Sunday, June 21, 2015

(Not) On the Dance Floor Again


That's getting to be My Song.

There really wasn't a weekend of rest and relaxation between the Wedding Event and the Quilt Stroll. So how could I almost forget that Our Little Town got its annual visit from Travelin' Band, a Creedence Clearwater Revival tribute band with lead vocalist Michael Furlong? It's time to want again to dance - but still can't.  I won't recite the reasons, again. Foot-stomping, head-bobbing, clapping and finger-snapping are not precluded.

I arrive early-ish at the Groveland Hotel's Yosemite Courtyard Cabaret.  I seat myself, center, second row. The instruments are ready and waiting. Other patrons trickle in, filling in the seats on the main patio floor and at the garden  tables above and behind it. A couple I know well sits behind me and we chat during quiet moments. There's another couple next to them and they watch me as I chat with my friends. They look familiar somehow, maybe from sometime in the past? I puzzle.

No one takes the seat directly in front of me. I won't have to hold my camera overhead for photos.


 


Dusk. It has been a warm day and I bring only a bright floral scarf/shawl that I can pull down over my shoulders and twist around my arms if it gets chilly.

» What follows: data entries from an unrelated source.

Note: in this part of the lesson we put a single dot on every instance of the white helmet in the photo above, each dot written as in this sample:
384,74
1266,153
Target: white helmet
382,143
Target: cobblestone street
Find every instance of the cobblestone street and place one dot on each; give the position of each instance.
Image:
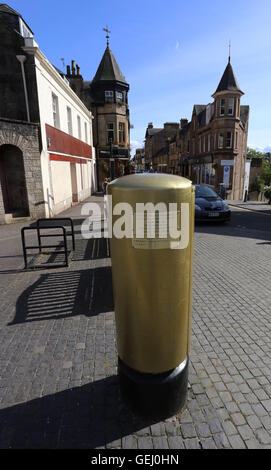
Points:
(59, 387)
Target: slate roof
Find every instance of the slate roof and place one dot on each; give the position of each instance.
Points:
(228, 81)
(108, 69)
(7, 9)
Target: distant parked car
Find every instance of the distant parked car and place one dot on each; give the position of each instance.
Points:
(210, 206)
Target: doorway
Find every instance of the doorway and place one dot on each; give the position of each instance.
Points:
(13, 184)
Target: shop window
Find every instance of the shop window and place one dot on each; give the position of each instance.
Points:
(110, 132)
(222, 107)
(229, 140)
(55, 111)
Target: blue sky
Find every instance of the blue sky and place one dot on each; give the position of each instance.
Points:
(173, 53)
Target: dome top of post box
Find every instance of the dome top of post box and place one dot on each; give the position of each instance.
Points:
(152, 181)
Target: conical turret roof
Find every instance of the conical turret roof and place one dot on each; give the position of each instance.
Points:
(228, 81)
(108, 69)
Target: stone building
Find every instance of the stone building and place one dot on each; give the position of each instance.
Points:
(107, 98)
(157, 146)
(139, 160)
(212, 147)
(47, 161)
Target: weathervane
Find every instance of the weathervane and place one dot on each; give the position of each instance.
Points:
(106, 30)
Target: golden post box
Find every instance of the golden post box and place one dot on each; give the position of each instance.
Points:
(152, 285)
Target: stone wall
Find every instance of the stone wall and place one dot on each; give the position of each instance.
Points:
(25, 136)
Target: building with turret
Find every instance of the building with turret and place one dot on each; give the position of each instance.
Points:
(106, 96)
(212, 147)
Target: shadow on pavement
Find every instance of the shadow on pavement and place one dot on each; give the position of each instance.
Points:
(85, 417)
(66, 294)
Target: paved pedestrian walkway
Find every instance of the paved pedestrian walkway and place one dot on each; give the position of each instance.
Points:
(58, 361)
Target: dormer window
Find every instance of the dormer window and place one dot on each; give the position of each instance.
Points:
(231, 107)
(24, 30)
(109, 96)
(222, 107)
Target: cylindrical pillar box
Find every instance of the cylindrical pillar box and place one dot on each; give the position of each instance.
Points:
(152, 284)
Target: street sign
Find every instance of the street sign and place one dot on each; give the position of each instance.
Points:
(226, 179)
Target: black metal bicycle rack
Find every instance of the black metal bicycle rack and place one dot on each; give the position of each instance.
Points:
(47, 225)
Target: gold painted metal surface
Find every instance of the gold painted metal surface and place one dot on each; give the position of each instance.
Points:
(152, 288)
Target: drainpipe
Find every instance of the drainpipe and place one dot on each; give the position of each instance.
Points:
(22, 59)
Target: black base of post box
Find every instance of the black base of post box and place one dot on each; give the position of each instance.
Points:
(154, 396)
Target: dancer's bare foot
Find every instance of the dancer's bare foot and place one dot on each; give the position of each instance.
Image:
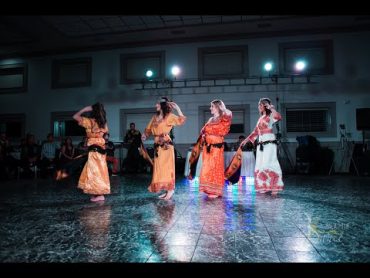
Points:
(162, 196)
(169, 194)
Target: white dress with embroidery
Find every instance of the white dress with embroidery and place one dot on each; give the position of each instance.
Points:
(267, 173)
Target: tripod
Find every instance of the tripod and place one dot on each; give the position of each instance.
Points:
(346, 153)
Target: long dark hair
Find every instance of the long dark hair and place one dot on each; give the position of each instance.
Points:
(163, 101)
(265, 101)
(218, 103)
(98, 113)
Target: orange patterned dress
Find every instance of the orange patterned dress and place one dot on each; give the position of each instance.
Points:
(212, 179)
(164, 158)
(94, 178)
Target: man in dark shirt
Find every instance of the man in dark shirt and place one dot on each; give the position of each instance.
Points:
(109, 147)
(133, 160)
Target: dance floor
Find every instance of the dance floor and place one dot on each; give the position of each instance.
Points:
(315, 219)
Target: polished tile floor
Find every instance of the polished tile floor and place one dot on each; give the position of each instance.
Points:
(315, 219)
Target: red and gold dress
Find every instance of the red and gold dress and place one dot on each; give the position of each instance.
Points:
(212, 179)
(267, 173)
(164, 154)
(94, 178)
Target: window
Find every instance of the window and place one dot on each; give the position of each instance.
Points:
(223, 62)
(63, 125)
(317, 54)
(239, 125)
(316, 119)
(13, 78)
(70, 73)
(307, 120)
(134, 66)
(13, 125)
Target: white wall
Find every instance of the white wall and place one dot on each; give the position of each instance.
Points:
(349, 86)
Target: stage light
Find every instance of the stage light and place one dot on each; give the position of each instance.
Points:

The musicians wander onto the stage. Whether it's by design or omission, there is no M/C to introduce them. No programs and no introductions. They just play.

I don't write down the song titles as they play. But I Google a CCR Top Ten list. They play all of them and more, and some of them more than once.




Dancing always starts a little slowly. A bolder woman finally makes a move toward the dance floor and several more quickly join her. The lady in the reddish top and white pants dances every single dance.







Have You Ever Seen the Rain?
Proud Mary
Fortunate Son

As the sky darkens, the dance pace picks up and the dance floor gets crowded. Some men join in but most of them not with the intensity of the women.




Born on the Bayou
Down on the Corner
Up Around the Bend   

The puzzling-people-from-the-past, seeing me take so many photos, ask me to take theirs on their camera phone. I can't keep their phone "awake" long enough to snap their picture, so I take one on my own, offering to email it to them.

I finally ask them whether we've known each other in the past. We exchange queries and finally figure out that they're Sister's part-time Neighbors-Next-Door. We'd met at a big party at Sister's house a year or two ago. ("Past" is relative.)




Green River
Lookin' Out My Back Door
Bad Moon Rising


The men have finally been lured out of their chairs in greater numbers and participate with enthusiasm.  (I don't think they have as much endurance as the women do.)






































Who'll Stop the Rain
I Heard It Through the Grapevine
Long As I Can See the Light

I take a video of the dancing. I'm a total novice at videoing but it comes out pretty well. When I review it, I see it has several seconds of the Neighbors-Next-Door dancing but when I go to email it to them, the file is too large to send. I try to post it here, but it's too large for blogger software too.








Lodi (Stuck In)
I Put a Spell on You
Cotton Fields




Travelin' Band
Run Through the Jungle
Midnight Special







Someday Never Comes
Susie Q



The songs wash through me, songs so familiar to my generation and those bracketing it. Just one more encore. Another.  I sing them at the top of my lungs, even though I don't really know the words, just maybe the end of a refrain. It's visceral. The heavy beat aligns every cell in my body, making them pulse in harmony. It's euphoric. I'm smiling, again and again. Smiling as the last notes fade away and applause replaces them. Smiling as people finally realize there are no more encores and begin drifting out to their cars or up to their hotel rooms. Shivering -- it has cooled down --  but still smiling as I head for my car. Smiling as I park at the post office to go in to check my mail. Smiling at the cats when I get home.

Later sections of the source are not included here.